Pada 18 November 2025, Rapat Paripurna DPR RI mengesahkan Rancangan Kitab Undang-Undang Hukum Acara Pidana (KUHAP) menjadi undang-undang baru. Keputusan ini diambil di tengah demonstrasi dan kritik yang datang dari mahasiswa serta berbagai elemen masyarakat sipil yang menolak pengesahan tersebut.
Ketua Komisi III DPR, Habiburokhman, mencoba membantah tuduhan bahwa proses pembahasan RKUHAP dilakukan dengan tergesa-gesa. Ia menyatakan bahwa diskusi mengenai RKUHAP ini telah berlangsung selama hampir satu tahun dan melibatkan banyak organisasi masyarakat.
Habiburokhman juga mengklaim bahwa substansi perubahan dalam RUU tersebut didasarkan pada masukan dari masyarakat.
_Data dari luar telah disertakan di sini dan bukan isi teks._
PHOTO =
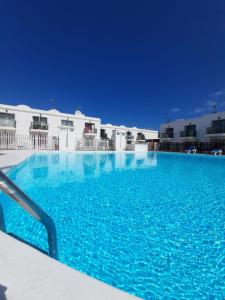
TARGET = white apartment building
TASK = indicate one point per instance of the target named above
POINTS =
(22, 127)
(207, 128)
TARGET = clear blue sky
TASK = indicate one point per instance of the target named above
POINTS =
(128, 62)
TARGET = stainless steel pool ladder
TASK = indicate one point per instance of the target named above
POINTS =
(10, 189)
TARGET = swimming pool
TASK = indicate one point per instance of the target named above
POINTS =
(152, 224)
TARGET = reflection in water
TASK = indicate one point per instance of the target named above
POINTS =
(78, 166)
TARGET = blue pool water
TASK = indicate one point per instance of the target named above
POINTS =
(151, 224)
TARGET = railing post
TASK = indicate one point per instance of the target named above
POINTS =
(10, 189)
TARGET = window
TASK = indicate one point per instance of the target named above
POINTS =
(67, 123)
(219, 123)
(7, 116)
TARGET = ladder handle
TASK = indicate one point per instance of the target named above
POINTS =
(10, 189)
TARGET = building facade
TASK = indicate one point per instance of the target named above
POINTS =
(209, 128)
(22, 127)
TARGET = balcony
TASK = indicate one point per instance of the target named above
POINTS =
(129, 137)
(188, 134)
(90, 131)
(8, 124)
(166, 135)
(215, 130)
(38, 126)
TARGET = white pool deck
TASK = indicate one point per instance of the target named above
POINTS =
(26, 273)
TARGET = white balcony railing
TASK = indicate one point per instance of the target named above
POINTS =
(7, 123)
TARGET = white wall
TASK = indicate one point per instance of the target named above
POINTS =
(24, 117)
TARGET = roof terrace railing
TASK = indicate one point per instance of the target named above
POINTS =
(165, 135)
(10, 189)
(188, 133)
(39, 125)
(7, 123)
(215, 130)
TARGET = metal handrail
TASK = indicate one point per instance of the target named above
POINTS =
(10, 189)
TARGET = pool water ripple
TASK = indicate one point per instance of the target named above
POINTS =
(152, 224)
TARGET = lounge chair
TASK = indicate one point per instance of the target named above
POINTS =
(191, 149)
(217, 151)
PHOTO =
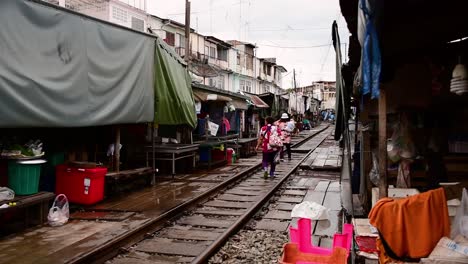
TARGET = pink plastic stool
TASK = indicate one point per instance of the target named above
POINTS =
(302, 236)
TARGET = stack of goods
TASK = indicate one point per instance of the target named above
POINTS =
(32, 149)
(459, 82)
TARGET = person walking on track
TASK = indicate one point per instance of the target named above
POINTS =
(287, 127)
(271, 142)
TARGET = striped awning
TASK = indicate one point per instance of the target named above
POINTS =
(257, 102)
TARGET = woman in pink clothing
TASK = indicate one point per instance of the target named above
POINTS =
(269, 153)
(286, 128)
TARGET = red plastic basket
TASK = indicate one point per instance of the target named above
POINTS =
(81, 185)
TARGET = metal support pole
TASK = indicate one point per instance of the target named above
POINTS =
(153, 179)
(117, 150)
(383, 187)
(187, 31)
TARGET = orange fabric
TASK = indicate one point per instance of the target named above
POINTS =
(412, 227)
(291, 254)
(383, 257)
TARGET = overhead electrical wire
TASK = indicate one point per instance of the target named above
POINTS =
(295, 47)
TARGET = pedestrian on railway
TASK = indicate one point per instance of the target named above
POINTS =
(287, 127)
(270, 142)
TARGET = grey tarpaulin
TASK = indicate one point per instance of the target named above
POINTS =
(61, 69)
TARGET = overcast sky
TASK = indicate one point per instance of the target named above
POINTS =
(282, 29)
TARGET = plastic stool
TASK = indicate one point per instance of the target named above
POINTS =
(301, 236)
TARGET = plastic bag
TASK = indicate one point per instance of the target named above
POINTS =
(401, 145)
(59, 212)
(460, 222)
(311, 210)
(374, 173)
(403, 178)
(6, 194)
(274, 139)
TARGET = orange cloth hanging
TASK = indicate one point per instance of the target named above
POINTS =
(412, 227)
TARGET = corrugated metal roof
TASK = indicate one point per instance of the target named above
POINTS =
(259, 103)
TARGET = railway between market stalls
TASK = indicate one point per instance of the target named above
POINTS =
(195, 230)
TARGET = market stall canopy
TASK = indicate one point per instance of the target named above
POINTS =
(240, 104)
(205, 97)
(174, 102)
(61, 69)
(257, 102)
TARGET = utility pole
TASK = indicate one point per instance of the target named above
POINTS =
(187, 30)
(295, 90)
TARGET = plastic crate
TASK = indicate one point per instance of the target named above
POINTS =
(81, 185)
(47, 182)
(217, 154)
(230, 157)
(204, 154)
(23, 176)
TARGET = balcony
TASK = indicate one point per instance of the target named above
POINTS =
(180, 51)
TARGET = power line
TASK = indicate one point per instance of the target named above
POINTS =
(297, 47)
(289, 29)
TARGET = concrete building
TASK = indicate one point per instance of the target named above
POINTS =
(131, 14)
(324, 91)
(227, 65)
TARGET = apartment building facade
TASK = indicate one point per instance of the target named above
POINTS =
(324, 91)
(227, 65)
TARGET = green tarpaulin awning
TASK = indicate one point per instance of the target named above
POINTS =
(174, 103)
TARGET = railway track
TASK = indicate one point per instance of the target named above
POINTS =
(195, 230)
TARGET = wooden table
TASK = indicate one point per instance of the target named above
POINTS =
(248, 146)
(36, 207)
(209, 145)
(172, 152)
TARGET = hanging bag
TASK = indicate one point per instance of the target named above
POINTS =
(274, 139)
(460, 222)
(59, 212)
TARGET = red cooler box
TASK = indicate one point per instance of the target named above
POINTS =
(80, 185)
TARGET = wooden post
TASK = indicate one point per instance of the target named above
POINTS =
(117, 150)
(153, 164)
(366, 160)
(383, 187)
(187, 30)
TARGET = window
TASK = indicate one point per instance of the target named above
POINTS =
(138, 24)
(222, 54)
(248, 86)
(212, 82)
(242, 85)
(119, 14)
(181, 40)
(221, 82)
(170, 38)
(249, 63)
(213, 52)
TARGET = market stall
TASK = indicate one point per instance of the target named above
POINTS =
(220, 124)
(412, 103)
(90, 113)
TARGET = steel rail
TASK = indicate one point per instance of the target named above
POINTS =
(240, 223)
(113, 247)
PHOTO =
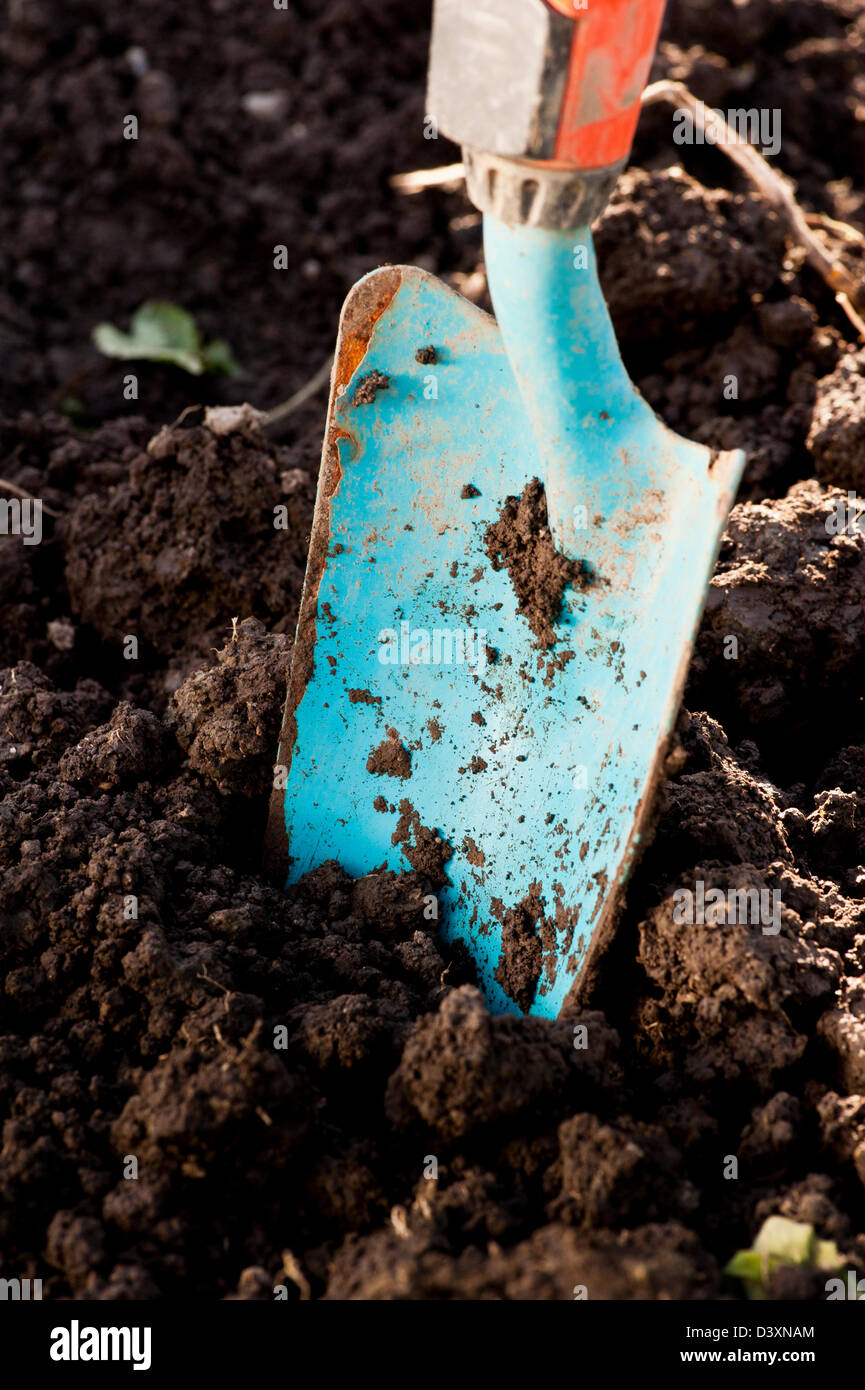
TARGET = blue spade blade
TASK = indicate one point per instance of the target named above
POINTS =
(430, 720)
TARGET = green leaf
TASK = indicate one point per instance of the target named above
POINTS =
(162, 331)
(790, 1241)
(780, 1241)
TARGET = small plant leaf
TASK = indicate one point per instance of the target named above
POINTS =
(780, 1241)
(162, 331)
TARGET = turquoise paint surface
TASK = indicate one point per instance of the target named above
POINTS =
(566, 752)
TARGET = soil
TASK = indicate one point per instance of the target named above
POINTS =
(520, 542)
(210, 1087)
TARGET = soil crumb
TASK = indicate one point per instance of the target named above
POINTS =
(391, 758)
(522, 544)
(519, 968)
(430, 851)
(369, 387)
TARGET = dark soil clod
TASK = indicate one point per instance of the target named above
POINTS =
(522, 544)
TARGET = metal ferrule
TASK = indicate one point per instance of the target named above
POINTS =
(523, 193)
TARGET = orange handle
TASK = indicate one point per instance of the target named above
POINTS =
(611, 57)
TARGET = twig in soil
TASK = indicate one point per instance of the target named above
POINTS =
(842, 230)
(288, 407)
(773, 188)
(419, 180)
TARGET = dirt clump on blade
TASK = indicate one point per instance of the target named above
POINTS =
(522, 544)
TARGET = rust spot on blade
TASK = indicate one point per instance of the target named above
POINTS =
(362, 310)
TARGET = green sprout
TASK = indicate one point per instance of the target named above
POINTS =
(162, 331)
(782, 1241)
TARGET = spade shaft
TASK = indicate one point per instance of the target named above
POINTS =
(509, 553)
Menurutnya, hampir 99,9 persen substansi yang diubah merupakan hasil partisipasi publik.
Polemik di Balik Pengesahan RKUHAP oleh DPR RI
Namun klaim tersebut tak sepenuhnya diterima oleh publik. Koalisi Masyarakat Sipil bahkan melaporkan sebelas anggota Panitia Kerja RUU ke Mahkamah Kehormatan Dewan (MKD). Mereka menuding adanya pelanggaran kode etik terkait proses penyusunan RUU ini.
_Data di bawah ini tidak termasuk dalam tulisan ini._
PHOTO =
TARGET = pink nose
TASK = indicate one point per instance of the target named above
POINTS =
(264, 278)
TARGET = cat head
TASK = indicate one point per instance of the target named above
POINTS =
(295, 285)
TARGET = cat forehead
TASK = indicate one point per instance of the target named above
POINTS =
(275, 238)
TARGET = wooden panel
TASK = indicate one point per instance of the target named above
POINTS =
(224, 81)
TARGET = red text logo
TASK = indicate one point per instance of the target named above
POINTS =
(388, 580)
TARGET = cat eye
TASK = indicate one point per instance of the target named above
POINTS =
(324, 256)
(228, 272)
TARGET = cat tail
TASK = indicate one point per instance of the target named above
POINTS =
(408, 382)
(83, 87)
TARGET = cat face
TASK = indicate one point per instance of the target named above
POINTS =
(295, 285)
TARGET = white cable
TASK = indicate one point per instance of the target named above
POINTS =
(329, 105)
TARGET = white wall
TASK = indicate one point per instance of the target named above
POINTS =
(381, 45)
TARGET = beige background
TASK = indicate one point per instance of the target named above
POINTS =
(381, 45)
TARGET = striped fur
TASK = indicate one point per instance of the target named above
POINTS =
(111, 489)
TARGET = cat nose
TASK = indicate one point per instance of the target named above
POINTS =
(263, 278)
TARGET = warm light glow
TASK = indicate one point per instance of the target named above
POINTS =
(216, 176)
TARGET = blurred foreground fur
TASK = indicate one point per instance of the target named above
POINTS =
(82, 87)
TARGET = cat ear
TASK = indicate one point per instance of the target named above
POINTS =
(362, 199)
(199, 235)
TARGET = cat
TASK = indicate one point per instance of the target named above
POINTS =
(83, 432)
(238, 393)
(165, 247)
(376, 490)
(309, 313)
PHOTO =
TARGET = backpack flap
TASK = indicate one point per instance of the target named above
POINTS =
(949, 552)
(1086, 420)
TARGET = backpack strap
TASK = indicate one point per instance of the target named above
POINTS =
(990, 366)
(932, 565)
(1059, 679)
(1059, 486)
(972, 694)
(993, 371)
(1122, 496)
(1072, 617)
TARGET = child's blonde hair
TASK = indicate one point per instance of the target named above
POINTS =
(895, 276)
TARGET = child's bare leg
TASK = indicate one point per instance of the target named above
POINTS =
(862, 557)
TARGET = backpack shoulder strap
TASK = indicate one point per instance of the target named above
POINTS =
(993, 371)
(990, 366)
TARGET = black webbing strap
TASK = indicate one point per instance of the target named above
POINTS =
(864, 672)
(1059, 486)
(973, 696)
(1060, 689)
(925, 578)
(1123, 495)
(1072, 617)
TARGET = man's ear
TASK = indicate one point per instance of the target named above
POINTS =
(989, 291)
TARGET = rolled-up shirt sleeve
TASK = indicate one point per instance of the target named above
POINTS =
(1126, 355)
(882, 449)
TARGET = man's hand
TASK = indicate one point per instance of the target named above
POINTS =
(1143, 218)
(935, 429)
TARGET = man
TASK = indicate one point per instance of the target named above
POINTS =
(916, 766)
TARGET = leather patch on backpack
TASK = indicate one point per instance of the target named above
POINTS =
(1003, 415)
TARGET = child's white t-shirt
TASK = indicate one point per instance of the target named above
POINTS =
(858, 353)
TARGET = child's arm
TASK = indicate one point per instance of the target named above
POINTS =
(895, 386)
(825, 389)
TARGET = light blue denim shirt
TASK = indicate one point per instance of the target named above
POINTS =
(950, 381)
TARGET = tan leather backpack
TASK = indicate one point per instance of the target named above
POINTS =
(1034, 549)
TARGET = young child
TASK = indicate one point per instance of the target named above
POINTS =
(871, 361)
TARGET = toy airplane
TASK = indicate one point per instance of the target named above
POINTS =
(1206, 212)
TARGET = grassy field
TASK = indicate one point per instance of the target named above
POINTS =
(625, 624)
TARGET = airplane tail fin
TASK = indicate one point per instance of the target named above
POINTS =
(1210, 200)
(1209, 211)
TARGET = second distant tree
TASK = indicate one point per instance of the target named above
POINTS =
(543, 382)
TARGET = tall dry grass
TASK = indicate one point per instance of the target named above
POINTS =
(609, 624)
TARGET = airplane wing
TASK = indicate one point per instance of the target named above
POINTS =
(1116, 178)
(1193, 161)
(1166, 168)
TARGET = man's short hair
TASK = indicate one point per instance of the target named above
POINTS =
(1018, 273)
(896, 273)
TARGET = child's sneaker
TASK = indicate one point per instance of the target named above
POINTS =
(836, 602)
Koalisi tersebut menyatakan bahwa proses penyusunan RKUHAP tidak memenuhi prinsip partisipasi publik yang seharusnya diutamakan. Mereka bahkan mencatumkan nama-nama mereka dalam penyusunan RUU tanpa persetujuan, yang semakin menambah protes yang diarahkan kepada DPR.
Perubahan dalam RKUHAP ini terdiri dari 14 substansi penting yang mempengaruhi banyak aspek hukum acara pidana. Beberapa poin penting dalam perubahan ini termasuk penyesuaian terhadap hukum acara pidana baru, serta penguatan peran advokat dan hak-hak tersangka.
Detail Rekayasa Hukum dalam RKUHAP Baru yang Perlu Diketahui
Poin perubahan dalam RKUHAP baru antara lain meliputi perlindungan terhadap kelompok rentan, termasuk penyandang disabilitas. Misalnya, perubahan pasal yang memungkinkan penyandang disabilitas memberikan kesaksian tanpa harus melihat peristiwa langsung.
Selain itu, RKUHAP baru juga mengatur perlindungan dari penyiksaan selama proses hukum. Hal ini bertujuan untuk menjaga harkat dan martabat manusia di tengah proses peradilan yang seringkali bersinggungan dengan pelanggaran hak asasi manusia.
Syarat penahanan dalam KUHAP baru juga mengalami perubahan signifikan. Kini penahanan dapat dilakukan tidak hanya berdasarkan kekhawatiran melarikan diri, tetapi juga berdasarkan tindakan yang menghambat proses hukum.
Pentingnya Bantuan Hukum dan Keadilan Restoratif dalam Sistem Peradilan
Dalam RKUHAP yang baru, hak tersangka untuk mendapatkan bantuan hukum diatur lebih jelas. Pasal-pasal baru menjamin hak tersangka untuk mendapatkan jasa hukum tanpa hambatan.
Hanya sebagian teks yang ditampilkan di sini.